In the ‘Luck’ department, little overcomes fervent desire to own a Good Luck tree, sometimes known as a Money tree, even a small one. Such treasure, oft known as “Buddhist Pine” reportedly assures its owner the best.

lucky tree
Lucky tree

Many believe Luck the pine actually produces attracts good health, that wealth is a by-product of being healthy. Regardless of how that shakes out, what works, works.

Most of us already know wealth ain’t a result of intelligence. Forbes recently published research findings, convinced there is no connections between I.Q. and wealth. I can validate that with a quick glance at my own family tree.

Lucky trees, indigenous to Japan are so important to Chinese society they are now being stolen by tens of thousands. Their branches hacked off they are stacked on barges like cord wood for transport to China. In the past, few Chinese could afford a good Luck guarantee. Now during China’s new affluence its citizens cannot get enough promise of further prosperity promises.

To most, the term ‘prosperity’ equates with plenty of quality food, which generates physical well being, strength, stress-free mental health which allow the fortunate freedom to provide, thus offering several generations the privilege of maintaining a moneyed lifestyle.

Buddhist or luohansong pines belong to the Yew family, described by horticulturists as Podocarpus Macrophyllus they are sturdy, slow growing evergreens. Good news to go with that good luck if you get one is that you won’t have to buy a house full of new furniture for a feng shui arrangement. All you need is a Lucky tree.
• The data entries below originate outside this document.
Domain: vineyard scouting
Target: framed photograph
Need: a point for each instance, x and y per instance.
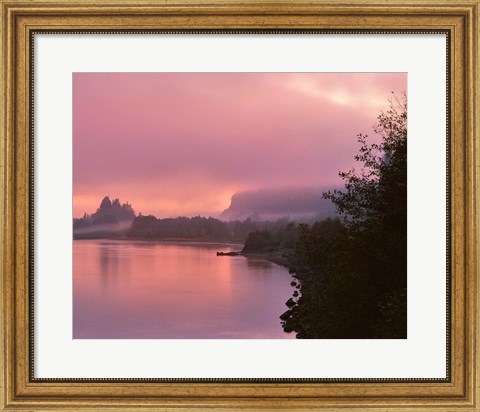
(239, 205)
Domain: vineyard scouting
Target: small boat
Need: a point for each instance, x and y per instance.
(229, 253)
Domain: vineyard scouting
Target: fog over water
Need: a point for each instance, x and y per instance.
(168, 290)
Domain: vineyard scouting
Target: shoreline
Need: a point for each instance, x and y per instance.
(166, 240)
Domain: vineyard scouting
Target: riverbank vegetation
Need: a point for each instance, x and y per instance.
(352, 271)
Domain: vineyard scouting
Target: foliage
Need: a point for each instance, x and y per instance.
(353, 272)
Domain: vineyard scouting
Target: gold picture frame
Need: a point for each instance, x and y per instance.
(21, 19)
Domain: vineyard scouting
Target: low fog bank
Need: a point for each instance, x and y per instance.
(269, 204)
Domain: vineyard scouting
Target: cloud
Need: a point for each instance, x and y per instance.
(183, 143)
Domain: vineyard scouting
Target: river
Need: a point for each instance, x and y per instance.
(175, 290)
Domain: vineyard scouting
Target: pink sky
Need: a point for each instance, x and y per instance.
(182, 143)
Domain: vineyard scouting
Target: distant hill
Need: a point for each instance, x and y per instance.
(111, 218)
(272, 204)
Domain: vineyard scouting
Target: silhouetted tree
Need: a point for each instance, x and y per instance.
(354, 273)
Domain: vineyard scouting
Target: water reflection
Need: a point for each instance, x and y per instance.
(126, 289)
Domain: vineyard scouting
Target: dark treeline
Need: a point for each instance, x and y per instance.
(352, 272)
(201, 228)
The pines are admired for their elongated leaves that separate like thick flat needles allowing sunlight to pass and through this, they provide natural feng shui harmony. Rare and fleshy red seeds represent ‘disciples’ of the Buddha’ assuring its owner of never being improvised, this side of the grave.

Most Chinese once too poor to afford a live Luohansong, placed hope in plastic replicas. Something must have worked. Today those tiny fake trees are quickly being replaced by live versions albeit many still small, popular among apartment dwellers. Potted pines luckily grow slow but before getting so large residents have to move or can sell one for a Christmas tree, removing from soil, a root-ball prune turns the little beauty into Bonsai life and the Luck lives on.

To test the validity of Good Luck pines, I contacted 14 American nurseries looking for a Lucky tree. Finally a kind humanitarian named Dave at http://davesgarden.com recommended 3 Asian Nurseries and sent web links to all.

Finally Forest Farm www.forestfarm.com proved fruitful, offering knowledgeable information, excellent prices on two different size trees, followed by good service with quick out-of-state delivery. Am certain their trees are domestic, not stolen, mine said so. Yes, I chat with my plants. I had the engineer next door give my tree a new-home pep-talk about not going into transport-transplant shock. He says my Luohansong doesn’t know Japanese.

Will it deliver Luck for me? So far, so good. I wasn’t unlucky before, it only arrived 3 days ago.

When I win the lottery, dear readers, you will be kept posted, that’s a promise. It should happen soon, now that I have a Good Luck tree.

After all, Leonardo di Vinci was a tree man, did OK – discovered bark rings reveal age, painted himself into world history so we know how lucky Leo was – well … except for that ear thing …

Claudia Strasbaugh
Claudia Strasbaugh was a freelance writer who founded Scripps Ranch/Mira Mesa Writer's Guild, was head writer for the weekly TV show "Kill 'EM With Comedy," plus California Bureau Chief for National Lotto World Magazine. Claudia also ran a nonprofit called Dinner On A Dollar. Sadly, Claudia passed away in 2015, but we are pleased to display her writing works.